There are times, when working on a map, that artifacts along the seams of mosaiced imagery can be a visual distraction in large water bodies. This guest blog post comes from Kristina M. Smith, GIS Analyst with the St. Johns River Water Management District, in Florida. Kristina has no shortage of opportunities mapping water, and we think you might find this workaround for ocean imagery useful. Here is Kristina’s method which includes the creative use of geoprocessing tools and a gradient fill…
While making a map layout, I noticed that our local imagery coverage did not extend fully to the edge of the map layout, leaving a void. I tried some approaches to fill in this void, like using the World Imagery basemap behind our imagery, but the colors and textures of the two image sources didn’t sufficiently match. Additionally, I tried a picture fill of an ocean pattern but this didn’t provide an ideal blending either.
I settled on a method that involved creating a polygon to cover all the water area and the imagery void, and a gradient fill to give it a pleasing and consistent appearance.
The first step was to create a new ocean polygon covering the water extent of my map’s layout. If you already have a detailed water polygon covering your area then lucky you, you can skip down to the step of colorizing the polygon with an ocean gradient!
Geoprocessing up a coastal mask
To do this, I started with a high resolution collection of counties, extending just beyond my map’s area of interest.
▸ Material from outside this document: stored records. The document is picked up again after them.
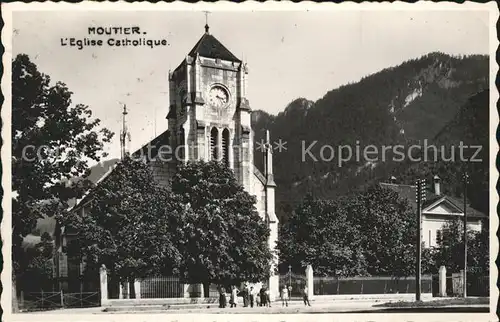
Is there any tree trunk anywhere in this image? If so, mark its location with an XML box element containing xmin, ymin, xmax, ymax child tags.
<box><xmin>12</xmin><ymin>274</ymin><xmax>19</xmax><ymax>313</ymax></box>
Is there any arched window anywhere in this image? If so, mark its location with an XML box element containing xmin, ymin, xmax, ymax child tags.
<box><xmin>222</xmin><ymin>129</ymin><xmax>229</xmax><ymax>167</ymax></box>
<box><xmin>179</xmin><ymin>127</ymin><xmax>186</xmax><ymax>161</ymax></box>
<box><xmin>210</xmin><ymin>127</ymin><xmax>219</xmax><ymax>161</ymax></box>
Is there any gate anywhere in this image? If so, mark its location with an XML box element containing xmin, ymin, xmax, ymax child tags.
<box><xmin>279</xmin><ymin>272</ymin><xmax>307</xmax><ymax>297</ymax></box>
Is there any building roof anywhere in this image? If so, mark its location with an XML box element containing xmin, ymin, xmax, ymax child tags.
<box><xmin>189</xmin><ymin>32</ymin><xmax>241</xmax><ymax>62</ymax></box>
<box><xmin>379</xmin><ymin>182</ymin><xmax>487</xmax><ymax>218</ymax></box>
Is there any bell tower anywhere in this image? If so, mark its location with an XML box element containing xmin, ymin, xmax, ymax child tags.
<box><xmin>167</xmin><ymin>25</ymin><xmax>253</xmax><ymax>188</ymax></box>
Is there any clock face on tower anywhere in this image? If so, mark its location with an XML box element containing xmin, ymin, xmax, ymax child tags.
<box><xmin>208</xmin><ymin>85</ymin><xmax>229</xmax><ymax>108</ymax></box>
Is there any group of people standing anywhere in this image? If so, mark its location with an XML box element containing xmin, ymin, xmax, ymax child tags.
<box><xmin>219</xmin><ymin>284</ymin><xmax>311</xmax><ymax>308</ymax></box>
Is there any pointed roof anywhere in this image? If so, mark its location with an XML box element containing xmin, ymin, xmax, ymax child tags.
<box><xmin>189</xmin><ymin>27</ymin><xmax>241</xmax><ymax>63</ymax></box>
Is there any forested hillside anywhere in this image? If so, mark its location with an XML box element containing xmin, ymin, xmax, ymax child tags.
<box><xmin>252</xmin><ymin>53</ymin><xmax>489</xmax><ymax>220</ymax></box>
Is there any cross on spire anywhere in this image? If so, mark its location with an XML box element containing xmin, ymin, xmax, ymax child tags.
<box><xmin>203</xmin><ymin>11</ymin><xmax>210</xmax><ymax>34</ymax></box>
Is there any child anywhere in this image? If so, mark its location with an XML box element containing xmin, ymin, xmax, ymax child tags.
<box><xmin>302</xmin><ymin>286</ymin><xmax>311</xmax><ymax>306</ymax></box>
<box><xmin>248</xmin><ymin>286</ymin><xmax>255</xmax><ymax>307</ymax></box>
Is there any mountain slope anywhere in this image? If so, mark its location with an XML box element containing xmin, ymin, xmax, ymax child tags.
<box><xmin>252</xmin><ymin>53</ymin><xmax>489</xmax><ymax>221</ymax></box>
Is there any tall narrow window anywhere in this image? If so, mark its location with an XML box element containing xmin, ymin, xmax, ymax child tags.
<box><xmin>222</xmin><ymin>129</ymin><xmax>229</xmax><ymax>167</ymax></box>
<box><xmin>179</xmin><ymin>127</ymin><xmax>186</xmax><ymax>161</ymax></box>
<box><xmin>210</xmin><ymin>127</ymin><xmax>219</xmax><ymax>161</ymax></box>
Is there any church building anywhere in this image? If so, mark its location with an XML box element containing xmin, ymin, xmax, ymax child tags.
<box><xmin>56</xmin><ymin>25</ymin><xmax>279</xmax><ymax>298</ymax></box>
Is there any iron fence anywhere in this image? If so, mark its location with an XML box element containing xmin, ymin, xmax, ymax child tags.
<box><xmin>18</xmin><ymin>291</ymin><xmax>101</xmax><ymax>311</ymax></box>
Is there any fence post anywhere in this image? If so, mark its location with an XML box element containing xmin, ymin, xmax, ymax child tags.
<box><xmin>182</xmin><ymin>284</ymin><xmax>189</xmax><ymax>299</ymax></box>
<box><xmin>306</xmin><ymin>265</ymin><xmax>314</xmax><ymax>300</ymax></box>
<box><xmin>134</xmin><ymin>279</ymin><xmax>141</xmax><ymax>299</ymax></box>
<box><xmin>439</xmin><ymin>266</ymin><xmax>446</xmax><ymax>297</ymax></box>
<box><xmin>98</xmin><ymin>265</ymin><xmax>108</xmax><ymax>306</ymax></box>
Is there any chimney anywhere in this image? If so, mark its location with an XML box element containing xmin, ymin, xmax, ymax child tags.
<box><xmin>434</xmin><ymin>174</ymin><xmax>441</xmax><ymax>196</ymax></box>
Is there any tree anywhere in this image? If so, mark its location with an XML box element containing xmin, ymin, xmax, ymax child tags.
<box><xmin>435</xmin><ymin>218</ymin><xmax>489</xmax><ymax>275</ymax></box>
<box><xmin>172</xmin><ymin>161</ymin><xmax>272</xmax><ymax>285</ymax></box>
<box><xmin>12</xmin><ymin>54</ymin><xmax>113</xmax><ymax>308</ymax></box>
<box><xmin>278</xmin><ymin>195</ymin><xmax>366</xmax><ymax>276</ymax></box>
<box><xmin>61</xmin><ymin>158</ymin><xmax>184</xmax><ymax>281</ymax></box>
<box><xmin>19</xmin><ymin>232</ymin><xmax>54</xmax><ymax>292</ymax></box>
Around these counties I applied a 10-mile buffer, but you can choose whatever distance works for your scale and area. I then moved this buffered blob out to sea (in my case, into the Atlantic, due east) using the move tool. The right distance was the result of some trial and error, but the goal is to push the polygons out to see such that they cover the layout’s water area (including the imagery voids) but not past the coastline. Next I used the erase tool to cut out the original county shapes from the buffered-and-moved shapes. Lastly, I dissolved all the water polygons into a single (multipart is ok) polygon. The result is a polygon that covers the ocean area and has a detailed coastline.
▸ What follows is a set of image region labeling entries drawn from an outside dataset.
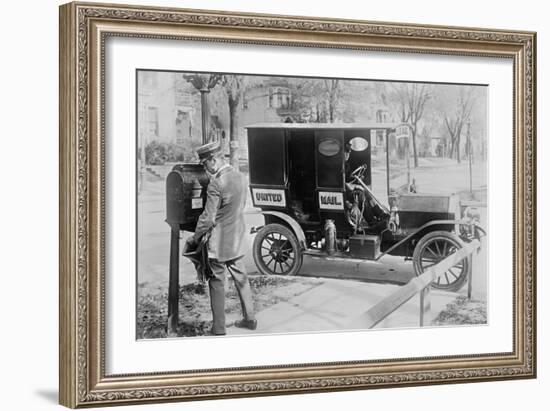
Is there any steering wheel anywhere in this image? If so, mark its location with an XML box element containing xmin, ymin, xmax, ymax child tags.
<box><xmin>350</xmin><ymin>164</ymin><xmax>367</xmax><ymax>180</ymax></box>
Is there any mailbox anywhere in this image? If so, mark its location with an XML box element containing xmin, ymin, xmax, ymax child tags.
<box><xmin>166</xmin><ymin>164</ymin><xmax>208</xmax><ymax>231</ymax></box>
<box><xmin>166</xmin><ymin>164</ymin><xmax>208</xmax><ymax>335</ymax></box>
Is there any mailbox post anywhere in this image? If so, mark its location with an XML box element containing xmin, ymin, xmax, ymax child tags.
<box><xmin>166</xmin><ymin>164</ymin><xmax>208</xmax><ymax>335</ymax></box>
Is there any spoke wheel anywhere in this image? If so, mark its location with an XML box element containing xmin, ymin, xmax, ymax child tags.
<box><xmin>252</xmin><ymin>224</ymin><xmax>302</xmax><ymax>275</ymax></box>
<box><xmin>413</xmin><ymin>231</ymin><xmax>471</xmax><ymax>291</ymax></box>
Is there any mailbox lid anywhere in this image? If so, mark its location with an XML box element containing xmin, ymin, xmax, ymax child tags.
<box><xmin>166</xmin><ymin>164</ymin><xmax>208</xmax><ymax>231</ymax></box>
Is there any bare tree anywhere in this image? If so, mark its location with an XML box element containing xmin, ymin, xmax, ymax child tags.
<box><xmin>221</xmin><ymin>74</ymin><xmax>249</xmax><ymax>169</ymax></box>
<box><xmin>443</xmin><ymin>87</ymin><xmax>475</xmax><ymax>163</ymax></box>
<box><xmin>183</xmin><ymin>74</ymin><xmax>222</xmax><ymax>144</ymax></box>
<box><xmin>393</xmin><ymin>83</ymin><xmax>431</xmax><ymax>167</ymax></box>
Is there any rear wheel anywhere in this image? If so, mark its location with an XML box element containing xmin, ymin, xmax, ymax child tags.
<box><xmin>252</xmin><ymin>224</ymin><xmax>303</xmax><ymax>275</ymax></box>
<box><xmin>413</xmin><ymin>231</ymin><xmax>471</xmax><ymax>291</ymax></box>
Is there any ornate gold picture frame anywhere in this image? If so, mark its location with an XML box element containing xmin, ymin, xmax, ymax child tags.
<box><xmin>59</xmin><ymin>3</ymin><xmax>536</xmax><ymax>408</ymax></box>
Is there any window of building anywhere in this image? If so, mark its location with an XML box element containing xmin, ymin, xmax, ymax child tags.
<box><xmin>147</xmin><ymin>107</ymin><xmax>159</xmax><ymax>137</ymax></box>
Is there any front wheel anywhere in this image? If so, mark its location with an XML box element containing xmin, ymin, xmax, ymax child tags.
<box><xmin>252</xmin><ymin>224</ymin><xmax>303</xmax><ymax>275</ymax></box>
<box><xmin>413</xmin><ymin>231</ymin><xmax>472</xmax><ymax>291</ymax></box>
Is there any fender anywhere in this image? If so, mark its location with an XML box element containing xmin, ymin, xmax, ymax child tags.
<box><xmin>262</xmin><ymin>211</ymin><xmax>306</xmax><ymax>250</ymax></box>
<box><xmin>375</xmin><ymin>220</ymin><xmax>464</xmax><ymax>261</ymax></box>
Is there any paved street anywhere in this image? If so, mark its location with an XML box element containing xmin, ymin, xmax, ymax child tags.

Now that I had a water layer covering up my map’s oceans (including the gaps in the mosaiced imagery), it was time to give it a somewhat realistic fill effect. There are a lot of options in this step, including smooth buffer gradients or image fills, but the best looking option in my experience was a linear gradient.
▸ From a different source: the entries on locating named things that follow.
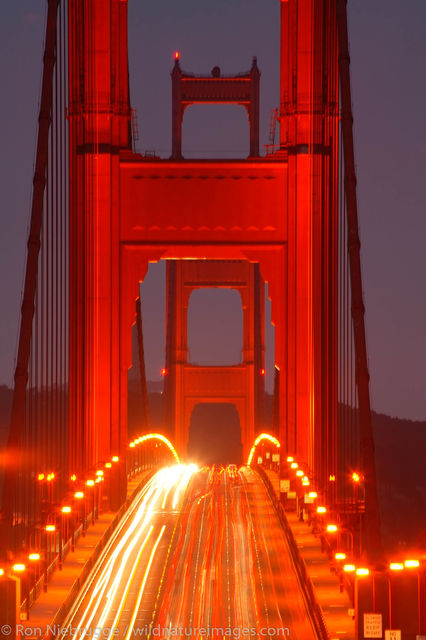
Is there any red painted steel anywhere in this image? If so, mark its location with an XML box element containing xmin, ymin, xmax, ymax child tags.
<box><xmin>166</xmin><ymin>260</ymin><xmax>265</xmax><ymax>460</ymax></box>
<box><xmin>69</xmin><ymin>0</ymin><xmax>338</xmax><ymax>500</ymax></box>
<box><xmin>172</xmin><ymin>56</ymin><xmax>260</xmax><ymax>160</ymax></box>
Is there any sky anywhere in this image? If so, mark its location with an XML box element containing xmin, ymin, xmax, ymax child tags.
<box><xmin>0</xmin><ymin>0</ymin><xmax>426</xmax><ymax>420</ymax></box>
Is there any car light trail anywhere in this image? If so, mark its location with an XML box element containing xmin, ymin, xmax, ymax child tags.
<box><xmin>60</xmin><ymin>465</ymin><xmax>197</xmax><ymax>638</ymax></box>
<box><xmin>125</xmin><ymin>525</ymin><xmax>166</xmax><ymax>640</ymax></box>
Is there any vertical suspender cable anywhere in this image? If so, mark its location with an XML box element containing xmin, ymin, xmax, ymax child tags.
<box><xmin>136</xmin><ymin>298</ymin><xmax>149</xmax><ymax>431</ymax></box>
<box><xmin>337</xmin><ymin>0</ymin><xmax>383</xmax><ymax>561</ymax></box>
<box><xmin>3</xmin><ymin>0</ymin><xmax>59</xmax><ymax>552</ymax></box>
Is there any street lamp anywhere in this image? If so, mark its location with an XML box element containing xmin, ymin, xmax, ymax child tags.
<box><xmin>43</xmin><ymin>524</ymin><xmax>56</xmax><ymax>591</ymax></box>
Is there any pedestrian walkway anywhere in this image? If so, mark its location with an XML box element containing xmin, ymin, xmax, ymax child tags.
<box><xmin>17</xmin><ymin>471</ymin><xmax>151</xmax><ymax>640</ymax></box>
<box><xmin>265</xmin><ymin>469</ymin><xmax>355</xmax><ymax>640</ymax></box>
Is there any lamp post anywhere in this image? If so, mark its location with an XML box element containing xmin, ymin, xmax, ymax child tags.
<box><xmin>71</xmin><ymin>491</ymin><xmax>87</xmax><ymax>540</ymax></box>
<box><xmin>26</xmin><ymin>553</ymin><xmax>40</xmax><ymax>620</ymax></box>
<box><xmin>85</xmin><ymin>478</ymin><xmax>95</xmax><ymax>528</ymax></box>
<box><xmin>43</xmin><ymin>524</ymin><xmax>56</xmax><ymax>591</ymax></box>
<box><xmin>59</xmin><ymin>505</ymin><xmax>71</xmax><ymax>571</ymax></box>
Here is a gradient with two ocean-blue colors, one light and one dark. The colors can be sampled from the underlying imagery using the eyedropper tool in the color picker. The gradient can be further modified in the “color scheme editor.”
The color scheme editor, shown here, allows for an amazing amount of control in what colors to use, and where to place them along the gradient. In this case, the near-coast water is lighter and deeper waters are darker.
But this can be reversed, if you like, to have whatever visual effect best suits your map.
If your coast isn’t a relatively straight one, consider using the “buffered” option for the gradient direction. This setting will render the gradient along the perimeter of your polygon.
So if you find artifacts in your imagery’s water to be a distraction, consider covering it up with a detailed water polygon and applying a custom water-colored gradient.
Thanks Kristina! I find it’s tricks like these (the imaginative use of geoprocessing tools and the artful use of colors and gradients) that elevate a map and give them a visual polish that lets readers focus on just what matters. We hope you keep using these tools in novel and fun ways to create beautiful maps!